On August 26th Joey Votto was hitting .191/.321/.326. He was benched for the next three days before returning to the lineup for a doubleheader on August 29th. From that point forward the Reds first baseman hit .258/.385/.557. The strikeout rate was up, but the power was also up significantly. His stance at the plate was also more upright and closer to resembling what he used to look like. He’s looking to bringing that back again in 2021.
“When I first came to the league, and certainly in the minor leagues, I was a bit more aggressive,” said Votto. “When I was a younger player I idolized Todd Helton and Barry Bonds and a few other modern players of the early 2000’s and I love the great players of the past – the Williams, the Ruths, the Aarons, the Mays – when I first played in the minor leagues I was so dead set on cutting down the strikeouts because I wanted to be a well rounded hitter. And eventually over the past maybe 6-7 years I started really making that adjustment and seeing that change. A player has to have their own challenges, have their own goals.”
“I lost some of the things, some of my strengths I came to the league with – hitting the ball hard, specifically – hitting the ball all over the field with power, being difficult to defend and I did that in exchange for command of the strikezone, putting the ball in play, being a tough at-bat, and it zapped my power,” Votto continued. “In ’17 I played really, really well because I had that nice combination of low strikeouts, tons of power, lots of walks – it was the dream season of course, for me. I stuck to that the last couple of years – in ’19 a little bit, especially last year I had to let that go and get back to what got me to the league. The adjustments I made last year after the benching were very, very natural to me. I’ve kind of always hit the ball like that, stood up taller and I’m back to a more comfortable place in terms of hitting. It’s going to come with some more swings and misses and more strikeouts, but as long as I’m productive and as long as I’m dangerous at the plate, it’ll pay itself off.”
Even with the big turn around after being benched in 2021, Joey Votto’s average was just .258. The shift certainly could have played into that. So could the small sample size of just 28 games. Being more aggressive at the plate helped with the power. It helped give him some renewed confidence, too.
“I’ve led the league in slugging percentage, and I was top 2-3-4-5 almost every year of my career in batting average also,” said Votto. “I just got so dead set in commanding the strikezone assuming that I was going to help the team that way. You know, I led the league in extra-base hits at 18-years-old as a newbie from Canada. I have to remind myself, at the core, that’s who I am. I tried to make myself into the perfect hitter, and I’ve had some success with that – certainly not perfect, but copied my idols. I’m probably best suited to include some more air and get back to my natural approach. And I did last year, that gave me confidence last year and certainly this offseason. I’m as excited as I’ve been maybe in my Major League career to start a Major League season.”

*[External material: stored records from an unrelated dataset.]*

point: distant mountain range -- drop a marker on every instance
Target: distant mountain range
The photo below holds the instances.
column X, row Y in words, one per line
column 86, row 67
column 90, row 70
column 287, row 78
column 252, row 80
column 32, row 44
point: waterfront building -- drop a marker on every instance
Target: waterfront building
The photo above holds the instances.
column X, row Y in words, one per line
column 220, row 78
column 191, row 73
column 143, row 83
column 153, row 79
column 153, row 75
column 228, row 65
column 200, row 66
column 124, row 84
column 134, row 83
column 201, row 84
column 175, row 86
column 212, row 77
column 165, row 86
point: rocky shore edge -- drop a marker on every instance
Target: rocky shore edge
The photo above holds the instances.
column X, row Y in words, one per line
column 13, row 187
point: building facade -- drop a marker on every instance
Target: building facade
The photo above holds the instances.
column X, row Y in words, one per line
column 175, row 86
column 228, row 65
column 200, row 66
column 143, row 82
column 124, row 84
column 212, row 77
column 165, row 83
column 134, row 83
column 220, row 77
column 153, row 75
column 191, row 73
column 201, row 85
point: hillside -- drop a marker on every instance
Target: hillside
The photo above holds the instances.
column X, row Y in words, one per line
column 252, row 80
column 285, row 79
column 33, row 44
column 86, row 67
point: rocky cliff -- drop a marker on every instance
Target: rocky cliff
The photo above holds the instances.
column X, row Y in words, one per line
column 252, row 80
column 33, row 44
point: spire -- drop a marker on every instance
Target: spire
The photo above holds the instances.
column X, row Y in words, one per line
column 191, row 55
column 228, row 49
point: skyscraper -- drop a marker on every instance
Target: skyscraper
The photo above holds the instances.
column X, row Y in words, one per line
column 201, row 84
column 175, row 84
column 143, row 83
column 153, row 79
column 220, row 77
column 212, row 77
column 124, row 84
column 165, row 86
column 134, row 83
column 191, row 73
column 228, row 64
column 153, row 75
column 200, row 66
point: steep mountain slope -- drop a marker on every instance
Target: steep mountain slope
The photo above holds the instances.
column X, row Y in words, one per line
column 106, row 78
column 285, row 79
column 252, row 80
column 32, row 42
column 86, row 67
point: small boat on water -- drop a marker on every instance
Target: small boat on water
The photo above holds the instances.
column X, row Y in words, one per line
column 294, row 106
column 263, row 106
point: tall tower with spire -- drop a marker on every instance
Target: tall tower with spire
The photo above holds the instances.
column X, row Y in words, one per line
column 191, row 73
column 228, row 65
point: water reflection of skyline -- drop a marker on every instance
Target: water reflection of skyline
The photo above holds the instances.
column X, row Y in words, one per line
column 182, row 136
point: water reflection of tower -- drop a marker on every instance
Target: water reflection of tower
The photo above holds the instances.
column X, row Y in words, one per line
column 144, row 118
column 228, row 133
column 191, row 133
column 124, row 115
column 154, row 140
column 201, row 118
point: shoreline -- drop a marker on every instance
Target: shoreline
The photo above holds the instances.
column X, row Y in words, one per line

“I’ve always been a power hitter – well, maybe not always, Lord have mercy the last couple of years, no,” said Votto. “But, yeah, I just want to get back to being dangerous, difficult to defend. I’d hit ball into the shift, and I’d hit it pretty hard and it’d be a step or two to the left for the a second baseman or shortstop, and I’d be out. And I was like ‘what am I doing? This is unsustainable, this will never last.’ So I’ve got to hit the ball harder, be more difficult to defend. And I did this last year. I refined last year, I’ll be better than the back little bit of the season just because I worked on it and I’ll dedicate myself to it and take some time. I can’t wait, I’m so excited.”
Joey Votto is excited. He wants to be a dangerous hitter again. He’s looking to be a power hitter again. There is a plan, and while it started last year and saw the results work out, it lasted just a month before the season came to an end. 2021 looks like it’s going to be a full year and it seems like Cincinnati’s first baseman is hoping to rebound in a big way and is excited to get started. If the Reds are going to be contenders, they’re going to need that to happen.